じゃあ、その子がどんな子なのか聞いてくるわ。って言ってなんか嬉しそうに部屋を出てった。

どんな子かなぁ~。女の子......男の子......?

楽しみだなぁ~!


香澄side

「じゃあ迎えは、夕方くらいでいい?」

『うん。』

「いってらっしゃい」

『いってきます。』

母親に送ってもらって、冬休み中は瑚々ちゃんのお見舞いにくることになった。

一般的には思春期という年代の俺にとって車の中で母親と2人っきりとか拷問かと思ったけど、そこを乗りきれば1日瑚々ちゃんと一緒だ。

『502号室の松森瑚々さんって今検査とか行ってますか?』

部屋にいっていなかったら意外と焦るから一応ナースステーションに聞くことが必要になる。

「今は、お部屋にいると思いますよ。」

『ありがとうございます。』

502って端のほうなんだよな。早く瑚々に会いたい。

あ、瑚々ちゃんに何か買ってこうかな。

この病院は大きすぎるからか売店が各階にある。。

本......は瑚々ちゃんの好みがあるだろうし、お菓子......も、どんなものなら入院中に食べていいのかとか分からない。

瑚々ちゃんに聞いておけばよかったな。

結局、何も買わずに売店を出たけど、あっ!飲み物なら......と思って小さめの瑚々ちゃんの好きないちごミルクを買った。

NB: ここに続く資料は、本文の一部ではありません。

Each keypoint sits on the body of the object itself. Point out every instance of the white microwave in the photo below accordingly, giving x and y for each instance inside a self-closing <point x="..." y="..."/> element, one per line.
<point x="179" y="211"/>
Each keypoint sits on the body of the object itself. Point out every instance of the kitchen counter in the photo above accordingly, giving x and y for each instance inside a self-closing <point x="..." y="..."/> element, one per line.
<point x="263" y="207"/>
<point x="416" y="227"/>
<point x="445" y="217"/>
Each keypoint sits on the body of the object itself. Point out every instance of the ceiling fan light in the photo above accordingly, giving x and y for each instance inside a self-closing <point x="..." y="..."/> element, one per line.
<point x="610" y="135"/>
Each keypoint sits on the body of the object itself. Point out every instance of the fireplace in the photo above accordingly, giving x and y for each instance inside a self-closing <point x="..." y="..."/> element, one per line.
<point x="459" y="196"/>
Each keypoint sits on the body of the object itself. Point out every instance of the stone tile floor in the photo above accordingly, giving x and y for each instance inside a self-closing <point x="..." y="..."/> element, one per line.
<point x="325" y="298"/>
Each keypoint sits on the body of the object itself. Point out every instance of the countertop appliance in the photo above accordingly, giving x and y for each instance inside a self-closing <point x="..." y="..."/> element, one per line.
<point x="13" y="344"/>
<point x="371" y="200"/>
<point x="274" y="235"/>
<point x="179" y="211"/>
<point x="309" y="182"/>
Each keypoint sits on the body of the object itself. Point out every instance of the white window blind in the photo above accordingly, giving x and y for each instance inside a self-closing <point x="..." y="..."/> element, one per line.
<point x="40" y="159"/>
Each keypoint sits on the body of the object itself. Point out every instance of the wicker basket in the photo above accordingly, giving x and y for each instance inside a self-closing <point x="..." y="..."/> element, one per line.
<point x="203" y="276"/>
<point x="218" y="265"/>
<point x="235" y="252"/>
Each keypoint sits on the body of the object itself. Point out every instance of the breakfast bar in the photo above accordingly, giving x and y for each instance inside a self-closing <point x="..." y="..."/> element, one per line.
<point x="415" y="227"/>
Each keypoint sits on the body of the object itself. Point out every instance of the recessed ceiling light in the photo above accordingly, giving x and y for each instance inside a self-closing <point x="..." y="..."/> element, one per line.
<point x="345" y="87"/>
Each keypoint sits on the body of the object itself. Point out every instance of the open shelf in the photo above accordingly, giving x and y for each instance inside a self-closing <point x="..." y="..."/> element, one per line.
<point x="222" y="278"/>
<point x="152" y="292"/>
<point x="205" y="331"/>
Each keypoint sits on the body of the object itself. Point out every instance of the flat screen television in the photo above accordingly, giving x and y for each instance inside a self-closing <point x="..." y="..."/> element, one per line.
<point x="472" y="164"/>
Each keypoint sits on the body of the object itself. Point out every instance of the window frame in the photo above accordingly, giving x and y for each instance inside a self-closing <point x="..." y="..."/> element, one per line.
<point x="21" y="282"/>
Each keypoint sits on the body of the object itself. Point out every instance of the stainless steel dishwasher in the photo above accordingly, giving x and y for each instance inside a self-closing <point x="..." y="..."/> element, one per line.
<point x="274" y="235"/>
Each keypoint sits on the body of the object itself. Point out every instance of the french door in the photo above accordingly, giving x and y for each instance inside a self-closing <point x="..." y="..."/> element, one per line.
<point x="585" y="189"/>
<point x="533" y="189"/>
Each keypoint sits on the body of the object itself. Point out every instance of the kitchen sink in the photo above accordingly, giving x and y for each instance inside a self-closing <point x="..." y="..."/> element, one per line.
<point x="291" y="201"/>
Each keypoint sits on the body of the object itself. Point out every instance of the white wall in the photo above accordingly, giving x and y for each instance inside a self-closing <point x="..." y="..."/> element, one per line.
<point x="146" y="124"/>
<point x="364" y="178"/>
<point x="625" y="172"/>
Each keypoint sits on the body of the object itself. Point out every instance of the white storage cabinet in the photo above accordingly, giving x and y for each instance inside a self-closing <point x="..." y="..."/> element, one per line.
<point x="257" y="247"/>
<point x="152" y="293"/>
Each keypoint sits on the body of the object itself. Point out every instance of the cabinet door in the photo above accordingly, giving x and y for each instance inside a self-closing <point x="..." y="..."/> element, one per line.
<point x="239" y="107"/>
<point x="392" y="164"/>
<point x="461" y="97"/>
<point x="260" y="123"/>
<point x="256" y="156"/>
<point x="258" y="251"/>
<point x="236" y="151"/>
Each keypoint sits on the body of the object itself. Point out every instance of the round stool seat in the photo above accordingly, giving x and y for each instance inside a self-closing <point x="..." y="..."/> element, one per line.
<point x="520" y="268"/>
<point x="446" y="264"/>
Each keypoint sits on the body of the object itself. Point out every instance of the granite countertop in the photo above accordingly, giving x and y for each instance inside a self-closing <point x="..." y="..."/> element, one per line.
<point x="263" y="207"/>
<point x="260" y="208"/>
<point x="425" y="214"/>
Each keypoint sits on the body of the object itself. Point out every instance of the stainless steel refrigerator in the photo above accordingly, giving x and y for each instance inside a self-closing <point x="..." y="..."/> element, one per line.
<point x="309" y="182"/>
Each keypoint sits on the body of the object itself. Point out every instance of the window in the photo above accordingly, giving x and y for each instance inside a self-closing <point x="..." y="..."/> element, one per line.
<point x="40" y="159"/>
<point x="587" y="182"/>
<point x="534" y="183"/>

昨日、瑚々ちゃん飲んでたし、好みは大丈夫な気がする。

いちごミルクを持って瑚々の部屋に向かうとなんか色んなものが運び込まれているのが遠くを歩いていてもみえる。

まあ、瑚々ちゃんに関係はないだろうし、このいちごミルク、落とさないように行こう。


この数分後に瑚々ちゃんに対して明らかな嫉妬心が芽生えることを知らずに......。

そして、瑚々ちゃんの可愛すぎる我儘をきけるなんて思ってもなかった。